If the PACE loan is structured as a subordinate lien or unsecured loan, the first mortgage loan may be underwritten to Fannie Mae’s standard guidelines.
However, for PACE loans originated prior to July 6, 2010, Fannie Mae waives the uniform security instrument prohibition against a PACE loan with lien priority if the corresponding mortgage loan was purchased before July 6, 2010 or is in an MBS pool with an issue date on or before July 1, 2010.
The following requirements apply to borrowers with loans that are owned or securitized by Fannie Mae who seek to refinance and who obtained a PACE loan prior to July 6, 2010:
Paying off the PACE loan: The lender must first attempt to qualify the borrower for either a cash-out or limited cash-out refinance option, with the PACE loan being paid off as part of the refinance. To mitigate the risk posed by PACE obligations that take lien priority over the mortgage, Fannie Mae requires that borrowers with sufficient equity pay off the existing PACE obligation as a condition to obtaining a new mortgage loan. The prohibition against using the proceeds of a limited cash-out refinance to pay off a loan not used to purchase the property will not apply.
Loan casefiles underwritten in DU as a limited cash-out refinance may receive an Ineligible recommendation when it appears the borrower is receiving more than 2%/$2,000 cash back due to the payoff of a PACE loan.
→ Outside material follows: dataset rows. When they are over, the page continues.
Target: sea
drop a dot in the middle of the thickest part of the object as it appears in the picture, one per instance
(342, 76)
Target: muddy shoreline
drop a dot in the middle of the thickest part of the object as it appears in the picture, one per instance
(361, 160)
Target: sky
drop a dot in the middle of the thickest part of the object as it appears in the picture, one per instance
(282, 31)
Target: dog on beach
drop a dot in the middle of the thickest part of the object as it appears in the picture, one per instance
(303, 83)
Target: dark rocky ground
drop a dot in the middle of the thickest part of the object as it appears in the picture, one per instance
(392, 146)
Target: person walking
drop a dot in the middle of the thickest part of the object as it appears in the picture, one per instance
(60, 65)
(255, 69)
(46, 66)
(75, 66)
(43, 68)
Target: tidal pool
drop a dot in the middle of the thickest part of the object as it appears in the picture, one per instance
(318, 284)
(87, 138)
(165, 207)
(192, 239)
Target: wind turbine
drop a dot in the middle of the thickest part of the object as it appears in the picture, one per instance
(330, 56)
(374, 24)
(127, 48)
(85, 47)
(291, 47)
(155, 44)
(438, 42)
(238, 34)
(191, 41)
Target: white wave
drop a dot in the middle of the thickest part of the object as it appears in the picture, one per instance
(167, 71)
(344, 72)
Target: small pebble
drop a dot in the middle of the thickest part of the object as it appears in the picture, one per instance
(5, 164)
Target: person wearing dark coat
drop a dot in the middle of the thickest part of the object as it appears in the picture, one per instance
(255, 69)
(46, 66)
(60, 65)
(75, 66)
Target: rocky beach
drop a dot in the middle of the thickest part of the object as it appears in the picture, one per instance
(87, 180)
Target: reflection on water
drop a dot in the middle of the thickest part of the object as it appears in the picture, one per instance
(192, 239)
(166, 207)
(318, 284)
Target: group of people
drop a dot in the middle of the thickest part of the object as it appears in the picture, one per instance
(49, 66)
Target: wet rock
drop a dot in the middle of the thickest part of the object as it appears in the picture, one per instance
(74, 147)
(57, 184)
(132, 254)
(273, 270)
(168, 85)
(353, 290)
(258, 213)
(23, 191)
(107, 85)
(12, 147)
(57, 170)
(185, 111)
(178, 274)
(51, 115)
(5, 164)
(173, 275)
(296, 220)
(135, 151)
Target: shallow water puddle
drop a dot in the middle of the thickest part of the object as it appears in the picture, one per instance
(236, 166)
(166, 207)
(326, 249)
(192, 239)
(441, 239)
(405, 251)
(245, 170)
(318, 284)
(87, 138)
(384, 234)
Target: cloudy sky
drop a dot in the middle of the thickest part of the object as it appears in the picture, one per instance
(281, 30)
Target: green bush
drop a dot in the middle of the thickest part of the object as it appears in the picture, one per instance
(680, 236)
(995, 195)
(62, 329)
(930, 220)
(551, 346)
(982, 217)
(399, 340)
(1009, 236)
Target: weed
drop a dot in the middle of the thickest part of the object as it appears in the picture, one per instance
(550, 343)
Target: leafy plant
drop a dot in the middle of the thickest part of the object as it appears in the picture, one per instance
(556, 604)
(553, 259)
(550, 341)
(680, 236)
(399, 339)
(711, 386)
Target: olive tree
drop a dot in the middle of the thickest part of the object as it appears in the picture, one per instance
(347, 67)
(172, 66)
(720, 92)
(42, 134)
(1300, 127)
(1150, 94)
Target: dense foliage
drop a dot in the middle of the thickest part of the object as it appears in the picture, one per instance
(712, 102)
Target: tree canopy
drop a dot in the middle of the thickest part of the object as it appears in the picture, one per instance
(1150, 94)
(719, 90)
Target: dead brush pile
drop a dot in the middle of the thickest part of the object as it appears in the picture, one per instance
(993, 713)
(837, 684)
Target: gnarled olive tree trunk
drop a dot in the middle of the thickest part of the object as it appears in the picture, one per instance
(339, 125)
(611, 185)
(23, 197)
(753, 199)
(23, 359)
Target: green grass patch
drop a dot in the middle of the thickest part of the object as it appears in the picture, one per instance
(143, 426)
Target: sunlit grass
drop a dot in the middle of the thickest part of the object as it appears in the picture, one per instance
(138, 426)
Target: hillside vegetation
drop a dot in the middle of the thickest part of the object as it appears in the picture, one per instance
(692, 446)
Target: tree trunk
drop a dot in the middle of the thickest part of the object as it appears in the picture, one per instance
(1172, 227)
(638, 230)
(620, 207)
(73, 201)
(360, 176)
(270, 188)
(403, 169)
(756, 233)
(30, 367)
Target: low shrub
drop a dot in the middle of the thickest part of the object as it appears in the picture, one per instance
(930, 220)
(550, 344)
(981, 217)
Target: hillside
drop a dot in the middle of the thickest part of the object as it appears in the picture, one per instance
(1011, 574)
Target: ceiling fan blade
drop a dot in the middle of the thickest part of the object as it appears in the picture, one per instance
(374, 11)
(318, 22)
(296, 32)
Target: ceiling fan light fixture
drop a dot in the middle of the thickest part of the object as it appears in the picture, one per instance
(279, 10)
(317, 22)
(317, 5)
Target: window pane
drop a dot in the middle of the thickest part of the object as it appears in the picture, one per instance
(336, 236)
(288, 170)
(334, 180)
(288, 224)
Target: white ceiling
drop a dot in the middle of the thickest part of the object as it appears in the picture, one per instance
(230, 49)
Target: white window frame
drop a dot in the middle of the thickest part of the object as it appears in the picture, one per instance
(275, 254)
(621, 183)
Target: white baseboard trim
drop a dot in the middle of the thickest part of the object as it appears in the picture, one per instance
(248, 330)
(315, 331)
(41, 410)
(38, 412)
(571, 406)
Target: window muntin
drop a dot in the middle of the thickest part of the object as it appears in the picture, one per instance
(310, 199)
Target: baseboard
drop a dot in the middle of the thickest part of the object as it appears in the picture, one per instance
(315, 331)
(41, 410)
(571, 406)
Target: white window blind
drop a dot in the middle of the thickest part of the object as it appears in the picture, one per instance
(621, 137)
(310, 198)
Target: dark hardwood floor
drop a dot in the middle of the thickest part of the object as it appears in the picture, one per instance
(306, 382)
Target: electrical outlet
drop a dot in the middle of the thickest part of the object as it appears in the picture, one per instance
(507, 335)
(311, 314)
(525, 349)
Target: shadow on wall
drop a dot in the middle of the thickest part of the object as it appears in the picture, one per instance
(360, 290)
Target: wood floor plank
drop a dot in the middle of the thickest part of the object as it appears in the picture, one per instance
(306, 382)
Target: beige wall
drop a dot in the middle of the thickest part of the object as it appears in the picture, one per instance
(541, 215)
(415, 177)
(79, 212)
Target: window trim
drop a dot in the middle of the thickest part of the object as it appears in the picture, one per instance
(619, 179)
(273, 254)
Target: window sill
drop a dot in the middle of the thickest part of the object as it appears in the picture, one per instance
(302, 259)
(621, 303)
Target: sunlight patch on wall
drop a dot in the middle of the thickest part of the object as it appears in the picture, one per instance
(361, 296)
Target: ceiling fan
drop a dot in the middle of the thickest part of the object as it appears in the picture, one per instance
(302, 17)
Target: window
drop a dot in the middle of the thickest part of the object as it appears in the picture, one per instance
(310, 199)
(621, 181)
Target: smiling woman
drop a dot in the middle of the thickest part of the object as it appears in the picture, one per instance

The lender may deliver the loan with the Ineligible recommendation and retain the DU limited waiver of underwriting representations and warranties provided that the mortgage loan meets the requirements of this Guide, including (but not limited to) A2-2-04, Limited Waiver and Enforcement Relief of Representations and Warranties for Mortgages Submitted to DU
Retaining the PACE loan: If the borrower is unable to qualify for a cash-out or limited cash-out refinance with sufficient proceeds to pay off the PACE loan, the lender may underwrite the loan as a limited cash-out refinance, with the PACE loan remaining in place. In these cases, it will not be necessary to include the PACE loan in the calculation of the CLTV ratio, though it must be included in the monthly housing expense (PITIA) and debt-to-income calculation.
For those eligible limited cash-out refinances where the PACE loan remains in place, the loans must be delivered with SFC 173.